If you’ve ever attended a large fashion show, you’ve seen… THE CATWALK – and – THE MOUSE TRAP
Sure, it’s not the official name, but it’s what I call the podium set up for all the photographers at the end of the catwalk. Cramped into a tiny area, you will find all the photographers fighting with their elbows for space and air. On several levels they try to get their lenses somehow pointed at the working models without being hit by the lenses from the shooters behind them. Some photographers arrive early, mark their territory with gaffa tape, and little squares and areas start to form.
As long as these photographers get their exposure right, they will all produce pretty much the same image, some might be zoomed in a bit tighter, but overall, all images look the same. So I’m gasping for air in between the local news guy with a beat-up Canon monster and the fashion blog dude with a tiny camera on a monopod, and I try to somehow get a decent shot, and all I could think of was: “They all shoot the same, why do I?”.
If you’re hired to create a show coverage for a specific fashion designer, sure, you will need to attend the mouse trap, it will give you the best chance to create the images the designer is after. But for a creative cover of the event, you want to be a smart mouse, and break out.
When I shot the Mercedes-Benz Fashion week, it took me 5 minutes, and I had enough. I left the gear mountain behind, and started walking around the room, trying to find better and more unique angles. If you do so, you have to be very careful, and remember that it’s not your show. Aside from the VIP and celebrity guests in the front row, many guests have paid a premium for their seats, and you don’t want to get in their way. Bigger shows are also filmed with several cameras, and you don’t want to interfere. Lastly, but just as important, you always want to keep the event organisers in mind. They are responsible for handing out the photo accreditations for the next event, so keep them happy! As a summary: You have to become a Ninja Shooter. If you do, you’ll find much more interesting angles and details to shoot, and not to mention a bit of personal freedom and air to breath.
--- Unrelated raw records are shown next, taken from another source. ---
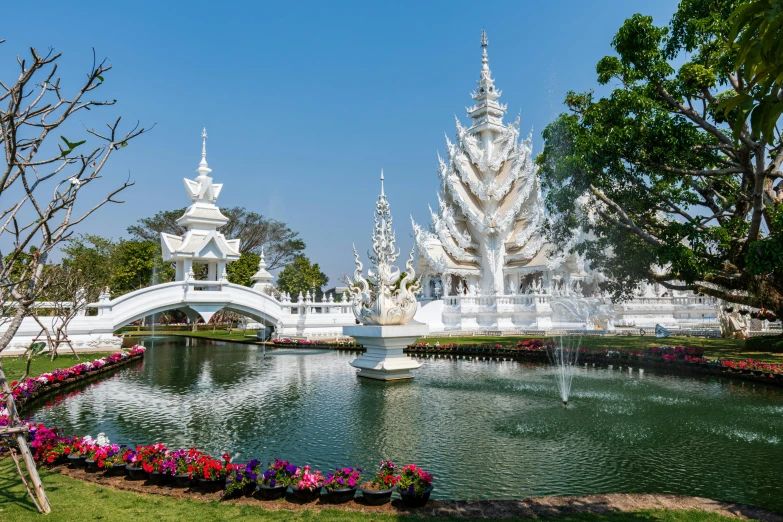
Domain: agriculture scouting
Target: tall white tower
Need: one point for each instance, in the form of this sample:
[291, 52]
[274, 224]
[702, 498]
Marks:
[483, 235]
The entertaining end to my story: About 15 minutes into the show, more and more other photographers followed my trail and left the gear mountain to find a different angle. So much so, that the now much more spacious press stage looked quite inviting, and I ended up shooting the rest of the show from the mousetrap again (now with space, no fighting elbows, and only a few photographers left to compete with). The best of both worlds!